From fantasies that crowd our minds in idle moments Coover's best tales come. At first simple distractions, the fantasies assume control…. A baby-sitter arrives and, for a moment, her employer is distracted by lust. Images gnaw at the corners of this man's consciousness; certain scenes recur, theme and variations, as the pace accelerates. Which are "real," which imagined? Where, in fact, is the point of departure, the tonic note? (p. 97)

This is Coover's most intriguing skill: while casting his stories loose from time and realism, he maintains the form and pace that narrative requires, shaping from banal details stories and symbols that have the timelessness, the compelling but oblique reality, of myth. He plays, too, with literary stories that have the qualities of myth, revising them to remind us of the eternal attraction of the gingerbread house even if, behind the cherry door, there is a "sound of black rags flapping." (pp. 97-8)
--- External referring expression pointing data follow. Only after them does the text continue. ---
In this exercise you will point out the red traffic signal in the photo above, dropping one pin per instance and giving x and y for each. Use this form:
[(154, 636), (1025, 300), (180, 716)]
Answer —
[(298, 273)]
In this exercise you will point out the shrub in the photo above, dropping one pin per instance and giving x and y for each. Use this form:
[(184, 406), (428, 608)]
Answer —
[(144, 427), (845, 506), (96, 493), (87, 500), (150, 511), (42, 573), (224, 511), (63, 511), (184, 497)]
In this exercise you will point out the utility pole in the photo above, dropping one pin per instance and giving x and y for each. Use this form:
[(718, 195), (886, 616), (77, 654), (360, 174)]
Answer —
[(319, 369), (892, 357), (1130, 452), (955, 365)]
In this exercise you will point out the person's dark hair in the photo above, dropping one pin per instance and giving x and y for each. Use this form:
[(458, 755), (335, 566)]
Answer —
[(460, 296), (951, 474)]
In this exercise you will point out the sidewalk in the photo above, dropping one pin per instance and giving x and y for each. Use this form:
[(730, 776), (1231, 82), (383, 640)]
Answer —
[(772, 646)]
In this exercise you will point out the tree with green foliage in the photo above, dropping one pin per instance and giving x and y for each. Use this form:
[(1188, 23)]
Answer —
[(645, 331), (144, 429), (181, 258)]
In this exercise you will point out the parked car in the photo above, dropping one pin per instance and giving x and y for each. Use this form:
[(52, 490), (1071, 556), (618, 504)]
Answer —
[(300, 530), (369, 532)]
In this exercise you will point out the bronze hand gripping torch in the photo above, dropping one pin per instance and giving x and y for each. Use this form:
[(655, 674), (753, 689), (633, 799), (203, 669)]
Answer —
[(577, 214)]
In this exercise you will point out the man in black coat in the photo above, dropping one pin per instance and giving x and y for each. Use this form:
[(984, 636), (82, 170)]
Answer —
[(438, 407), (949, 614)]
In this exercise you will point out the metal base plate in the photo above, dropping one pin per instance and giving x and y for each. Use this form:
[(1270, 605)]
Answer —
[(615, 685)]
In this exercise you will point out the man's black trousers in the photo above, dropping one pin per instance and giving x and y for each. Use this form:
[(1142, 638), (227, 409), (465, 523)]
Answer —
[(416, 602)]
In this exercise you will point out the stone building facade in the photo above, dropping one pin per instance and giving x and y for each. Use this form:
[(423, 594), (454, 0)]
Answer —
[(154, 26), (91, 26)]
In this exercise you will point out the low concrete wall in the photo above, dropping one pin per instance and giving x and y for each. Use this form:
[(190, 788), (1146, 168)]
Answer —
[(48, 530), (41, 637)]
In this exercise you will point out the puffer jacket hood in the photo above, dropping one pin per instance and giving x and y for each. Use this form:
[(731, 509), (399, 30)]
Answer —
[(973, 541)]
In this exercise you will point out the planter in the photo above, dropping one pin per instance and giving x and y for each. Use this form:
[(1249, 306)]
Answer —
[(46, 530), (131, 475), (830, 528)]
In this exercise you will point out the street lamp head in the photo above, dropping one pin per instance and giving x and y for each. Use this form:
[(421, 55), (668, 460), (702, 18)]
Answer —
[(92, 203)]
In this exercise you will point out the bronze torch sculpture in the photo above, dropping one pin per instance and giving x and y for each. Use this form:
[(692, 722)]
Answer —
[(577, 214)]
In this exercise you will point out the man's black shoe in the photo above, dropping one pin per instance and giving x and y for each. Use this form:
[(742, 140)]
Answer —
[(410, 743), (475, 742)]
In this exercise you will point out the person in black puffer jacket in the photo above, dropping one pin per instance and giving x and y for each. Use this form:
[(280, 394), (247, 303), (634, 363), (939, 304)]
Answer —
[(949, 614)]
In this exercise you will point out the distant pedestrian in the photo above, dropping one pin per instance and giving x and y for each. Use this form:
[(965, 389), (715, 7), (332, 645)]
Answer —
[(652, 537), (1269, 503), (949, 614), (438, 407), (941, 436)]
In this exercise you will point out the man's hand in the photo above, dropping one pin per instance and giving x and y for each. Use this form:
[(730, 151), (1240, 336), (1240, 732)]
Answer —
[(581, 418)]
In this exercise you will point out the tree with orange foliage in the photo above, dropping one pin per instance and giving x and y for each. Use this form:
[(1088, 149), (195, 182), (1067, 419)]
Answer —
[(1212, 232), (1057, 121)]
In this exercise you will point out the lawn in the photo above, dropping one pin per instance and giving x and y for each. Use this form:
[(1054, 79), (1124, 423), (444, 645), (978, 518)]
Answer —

In the longest play [included in "A Theological Position"], "The Kid," the conventions of the Western, often satirized before, are given a scathing beating. Every line spoken, every stage direction, is a cliché …; the Kid is a psychopath programmed to respond only to certain stimuli, particularly Injuns, and the local hero has to be ceremoniously sacrificed. In [the title] play, the "theological position" is that virgin birth is no longer possible and therefore the priest had better have sex with the pregnant maiden; toward the end, only the players' genitals are talking, which should have been funnier, or more profound, or something. Never mind, Coover takes extraordinary risks and deserves forgiveness for his failures.

The remaining two plays are better. Both are monologues. In one ["Love Scene"], a director, perhaps God, urges two actors to show some feeling in their love scene, but they respond only with impassive motions. A scene with intriguing reverberations: perhaps Coover is suggesting that the first attempt to create love failed, or that love cannot respond to the clichés this director uses…. Coover's effect here, as elsewhere, derives in part from the deliberate artificiality of actors…. (pp. 98, 100)

The other monologue, "Rip Awake," may be Coover's "Emperor Jones." Rip Van Winkle toils up his mountain again, half dreading, half looking forward to his next encounter with the little men: "I mean. listen, I don't entirely regret them twenty years." Rip is in bad shape. He can't remember things well, can't sleep now, wonders whether the dwarfish bowlers get their importance from him or he from them. He worries about the Revolution: did it really happen, and if so and he slept through it, does he need his own? Are the "little buggers" in fact real? Anyway, Rip is, as he says, "proceeding back up the mountain to rassel with the spooks in his life." Internal or external, those are real, and that is what Coover writes about so well. (p. 100)

Peter S. Prescott, "Lumps in the Throat," in Newsweek, Vol. LXXIX, No. 20, May 15, 1972, pp. 97-8, 100.